Bénévolat contre RSA: l’Etat conteste en justice l’expérimentation décidée dans le Haut-Rhin

STRASBOURG, 7 avril 2016 (AFP) – L’Etat va contester devant la justice administrative la récente décision du conseil départemental du Haut-Rhin de conditionner le versement du RSA à sept heures hebdomadaires de bénévolat, a-t-on appris jeudi de sources concordantes.

« Le tribunal administratif (de Strasbourg) a bien été saisi », a précisé à l’AFP une porte-parole de la préfecture du Haut-Rhin.

« Je me réjouis de cette saisine qui permettra de trancher juridiquement la marge de manoeuvre laissée au département concernant » le RSA, a commenté de son côté, dans un communiqué, Eric Straumann, député (LR) et président du département du Haut-Rhin.
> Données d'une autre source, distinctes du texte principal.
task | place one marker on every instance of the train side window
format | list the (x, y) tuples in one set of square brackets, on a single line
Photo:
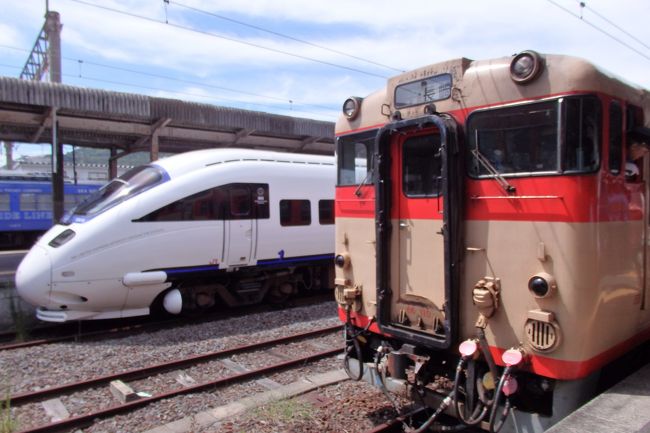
[(326, 212), (355, 158), (5, 202), (582, 134), (35, 202), (240, 202), (515, 140), (295, 213), (615, 137), (421, 166), (28, 201)]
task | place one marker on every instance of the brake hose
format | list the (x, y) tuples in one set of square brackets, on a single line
[(479, 411)]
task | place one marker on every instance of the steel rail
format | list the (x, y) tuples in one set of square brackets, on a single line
[(137, 328), (146, 371), (90, 417)]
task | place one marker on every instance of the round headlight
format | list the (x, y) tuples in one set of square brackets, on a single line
[(351, 107), (342, 260), (542, 285), (525, 67)]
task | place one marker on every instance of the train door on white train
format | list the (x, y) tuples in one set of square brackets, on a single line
[(645, 289), (246, 204)]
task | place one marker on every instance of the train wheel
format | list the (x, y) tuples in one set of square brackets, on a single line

« Je souhaiterais désormais que la procédure aille vite, pour qu’on soit fixé », a-t-il ajouté.

Dans sa délibération, adoptée le 5 février et qui a provoqué une vive polémique au niveau national, les élus de Colmar avaient décidé que les bénéficiaires du RSA devraient désormais réaliser des heures de bénévolat, sous peine d’être privés de leur allocation.

« Cette décision a suscité un flot de critiques. Pourtant, 80% de la population y est favorable. Et beaucoup de candidats à la primaire de la droite m’en ont parlé, aucun ne semble la désapprouver », a dit à l’AFP M. Straumann. Un tel dispositif « ne vise pas à stigmatiser les bénéficiaires. Au contraire, il s’agit de mieux les intégrer dans le monde du travail », a-t-il dit.

M. Straumann a rappelé que, dans le cadre du contentieux à venir devant la justice administrative, il n’excluait pas de déposer une question prioritaire de constitutionnalité (QPC) pour demander si le dispositif actuel du RSA n’est pas en contradiction avec l’article 72 de la Constitution, qui stipule la libre administration des collectivités locales.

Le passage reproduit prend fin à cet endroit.